1

Puh... even trying to frame the title properly already gives me a headache.

I have a config.yml with nested values and I would like to define an indexing function get_config() that accepts "path-like" value strings.

The "path entities" of the value string match the nested entity structure of the config file. Based on the path-like value the function should then go and grab the corresponding hierarchy entity (either "branches" or "leaves") from the config file.

Example

Suppose this is the structure of the config.yml:

default:
  column_names:
    col_id: "id"
    col_value: "value"
  column_orders:
    data_structure_a: [
      column_names/col_id,
      column_names/col_value
    ]
    data_structure_b: [
      column_names/col_value,
      column_names/col_id
    ]

Here's a parsed version for you to play around with:

x <- yaml::yaml.load(
'default:
  column_names:
    col_id: "id"
    col_value: "value"
  column_orders:
    data_structure_a: [
      column_names/col_id,
      column_names/col_value
    ]
    data_structure_b: [
      column_names/col_value,
      column_names/col_id
    ]'
)

Accessing top-level entities is easy with config::get(value):

config::get("column_names")
# $col_id
# [1] "id"
# 
# $col_value
# [1] "value"

config::get("column_orders")
# [1] "hello" "world"

But I would also like to access deeper entities, e.g. column_names: col_id.

In pseudo code:

config::get("column_names:col_id")

or

config::get("column_orders/data_structure_a")

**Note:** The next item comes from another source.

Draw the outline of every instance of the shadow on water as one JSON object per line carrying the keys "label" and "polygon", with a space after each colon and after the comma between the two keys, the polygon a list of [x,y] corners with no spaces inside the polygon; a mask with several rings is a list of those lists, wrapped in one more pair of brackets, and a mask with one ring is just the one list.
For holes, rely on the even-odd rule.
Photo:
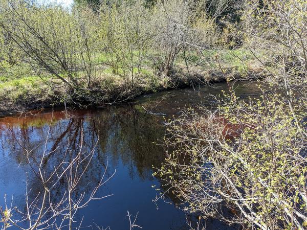
{"label": "shadow on water", "polygon": [[[158,167],[164,160],[165,150],[154,144],[163,139],[165,134],[163,117],[178,114],[179,107],[201,104],[208,105],[208,94],[217,95],[226,85],[204,87],[198,91],[189,89],[163,92],[140,98],[133,104],[109,106],[102,109],[79,109],[65,112],[61,108],[53,113],[46,110],[23,117],[0,119],[0,206],[7,194],[10,201],[22,210],[26,209],[26,178],[29,187],[39,192],[42,187],[31,172],[29,165],[17,144],[21,140],[34,155],[39,155],[44,148],[46,133],[51,124],[47,148],[53,151],[44,162],[44,169],[51,170],[54,165],[62,160],[67,149],[73,155],[78,151],[83,135],[85,148],[92,149],[98,141],[89,170],[79,183],[77,195],[91,191],[98,183],[108,164],[107,176],[116,170],[115,176],[101,188],[98,196],[113,194],[102,200],[93,201],[78,213],[79,220],[84,216],[82,225],[95,224],[111,229],[129,229],[127,211],[139,213],[137,223],[144,229],[185,229],[186,215],[174,203],[178,201],[171,193],[165,203],[152,202],[157,191],[163,189],[162,182],[152,176],[152,166]],[[254,85],[239,85],[242,97],[257,95]],[[52,117],[52,120],[51,118]],[[68,144],[68,143],[69,143]],[[155,188],[152,188],[155,186]],[[53,194],[56,202],[65,192],[59,186]],[[195,220],[196,216],[188,215]],[[207,229],[232,229],[220,222],[209,219]]]}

The best I could come up with so far: relying on unlist()

get_config <- function(value, sep = ":") {
  if (value %>% stringr::str_detect(sep)) {
    value <- value %>% stringr::str_replace(sep, ".")
    configs <- config::get() %>% unlist()
    configs[value]
  } else {
    config::get(value)
  }
}

get_config("column_names")
# $col_id
# [1] "id"
#
# $col_value
# [1] "value"

get_config("column_names:col_id")
# column_names.col_id 
# "id" 

Though not elegant, it works for most use cases, but fails for unnamed list entities in the config file

get_config("column_orders:data_structure_a")
# <NA> 
#   NA 

as my indexing approach doesn't play well with the result of unlist() on unnamed lists:

config::get() %>% unlist()
# column_names.col_id          column_names.col_value 
# "id"                         "value" 
# column_orders.data_structure_a1 column_orders.data_structure_a2 
# "column_names/col_id"        "column_names/col_value" 
# column_orders.data_structure_b1 column_orders.data_structure_b2 
# "column_names/col_value"           "column_names/col_id" 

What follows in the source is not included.